[Pacemaker] Multi-site support in pacemaker (tokens, deadman, CTR)

Tim Serong tserong at novell.com
Thu Apr 28 14:42:59 UTC 2011


On 4/28/2011 at 11:06 PM, Florian Haas <florian.haas at linbit.com> wrote: 
> On 2011-04-27 20:55, Lars Marowsky-Bree wrote: 
> > On 2011-04-26T23:34:16, Yan Gao <ygao at novell.com> wrote: 
> >> And the cibs between different sites would still be synchronized? 
> >  
> > The idea is that there would be - perhaps as part of the CTR daemon - a 
> > process that would replicate (manually triggered, periodically, or 
> > automatically) the configuration details of resources associated with a 
> > given ticket (which are easily determined since they depend on it) to 
> > the other sites that are eligible for the ticket. 
> >  
> > Initially, I'd be quite happy if there was a "replicate now" button to 
> > push or script to call - admins may actually have good reasons not to 
> > immediately replicate everywhere, anyway. 
> >  
> > It's conceivable that there would need to be some mangling as 
> > configuration is replicated; e.g., path names and IP addresses may be 
> > different. We _could_ express this using our CIB syntax already 
> > (instance attribute sets take rules, and it'd probably be easy enough 
> > to extend this matching to select on ticket ownership), and perhaps that 
> > is good enough, since I'd imagine there would actually be quite little 
> > to modify. 
> >  
> > (Having many differences would make the configuration very complex to 
> > manage and understand; hence, we want a syntax that makes it easy to 
> > have a few different values, and annoying to have many ;-) 
>  
> As I understood it we had essentially reached consensus in Boston that 
> CIB replication would best be achieved by a pair of complementary 
> resource agents. I don't think we had a name then, but I'll call them 
> Publisher and Subscriber for the purposes of this discussion. 
>  
> The idea would be that Publisher exposes the <configuration/> section of 
> the CIB via a network daemon, preferably one that uses encryption. 
> Suppose this is something like lighttpd with SSL/TLS support. This would 
> be a simple primitive running exactly once in the Pacemaker cluster, and 
> only if that cluster holds the "ticket". 

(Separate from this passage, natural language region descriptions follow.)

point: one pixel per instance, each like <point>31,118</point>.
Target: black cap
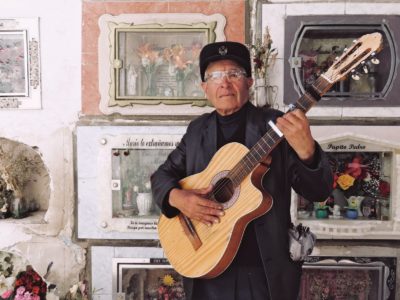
<point>225,50</point>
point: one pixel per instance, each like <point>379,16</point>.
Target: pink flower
<point>7,294</point>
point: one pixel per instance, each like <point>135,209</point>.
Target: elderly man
<point>262,268</point>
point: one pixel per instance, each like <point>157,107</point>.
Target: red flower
<point>384,188</point>
<point>35,290</point>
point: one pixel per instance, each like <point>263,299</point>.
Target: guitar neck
<point>271,139</point>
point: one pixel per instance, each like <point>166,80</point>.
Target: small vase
<point>339,198</point>
<point>180,87</point>
<point>321,213</point>
<point>351,213</point>
<point>144,203</point>
<point>151,89</point>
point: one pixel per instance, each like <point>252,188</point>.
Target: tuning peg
<point>374,60</point>
<point>355,75</point>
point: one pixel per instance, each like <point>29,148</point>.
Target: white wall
<point>51,130</point>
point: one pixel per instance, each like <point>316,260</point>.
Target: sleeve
<point>313,181</point>
<point>167,177</point>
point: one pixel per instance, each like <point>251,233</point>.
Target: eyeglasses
<point>232,76</point>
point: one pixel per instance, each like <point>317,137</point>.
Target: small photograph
<point>13,63</point>
<point>151,279</point>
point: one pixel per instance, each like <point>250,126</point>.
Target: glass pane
<point>133,168</point>
<point>318,49</point>
<point>159,64</point>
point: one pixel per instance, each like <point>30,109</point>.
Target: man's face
<point>228,95</point>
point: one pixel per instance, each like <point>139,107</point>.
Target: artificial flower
<point>345,181</point>
<point>168,280</point>
<point>7,294</point>
<point>264,55</point>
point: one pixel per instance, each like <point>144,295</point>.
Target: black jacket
<point>193,154</point>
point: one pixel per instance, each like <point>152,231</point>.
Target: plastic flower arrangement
<point>360,175</point>
<point>28,285</point>
<point>170,289</point>
<point>264,55</point>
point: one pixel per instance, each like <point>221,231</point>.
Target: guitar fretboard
<point>271,139</point>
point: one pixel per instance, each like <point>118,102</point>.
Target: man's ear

Hawk just about does that (exposes bits of the CIB via HTTPS), although
admittedly it'd be overkill for just exposing the configuration section
for machine processing.

A stunningly trivial implementation is, simply, in lighttpd.conf:

  cgi.assign = ( "/config" => "" )

Then, create a shell script called "config" in lighttpd's document root
directory, containing:

  #!/bin/sh
  
  echo "Content-type: text/xml"
  echo
  /usr/sbin/cibadmin -Q --scope constraints

Not so much with the security, but it works...

>  
> Subscriber, by contrast, subscribes to this stream and will usually 
> mangle configuration in some shape or form, preferably configurable 
> through an RA parameter. What was discussed in Boston is that in an 
> initial step, Subscriber could simply take an XSLT script, apply it to 
> the CIB stream with xsltproc, and then update its local CIB with the result. 
>  
> Subscriber would be the only resource (besides STONITH resources and 
> Slaves of master/slave sets) that can be active in a cluster that does 
> not hold the "ticket". 
>  
> Comments? 
>  
> Cheers, 
> Florian 
>  



-- 
Tim Serong <tserong at novell.com>
Senior Clustering Engineer, OPS Engineering, Novell Inc.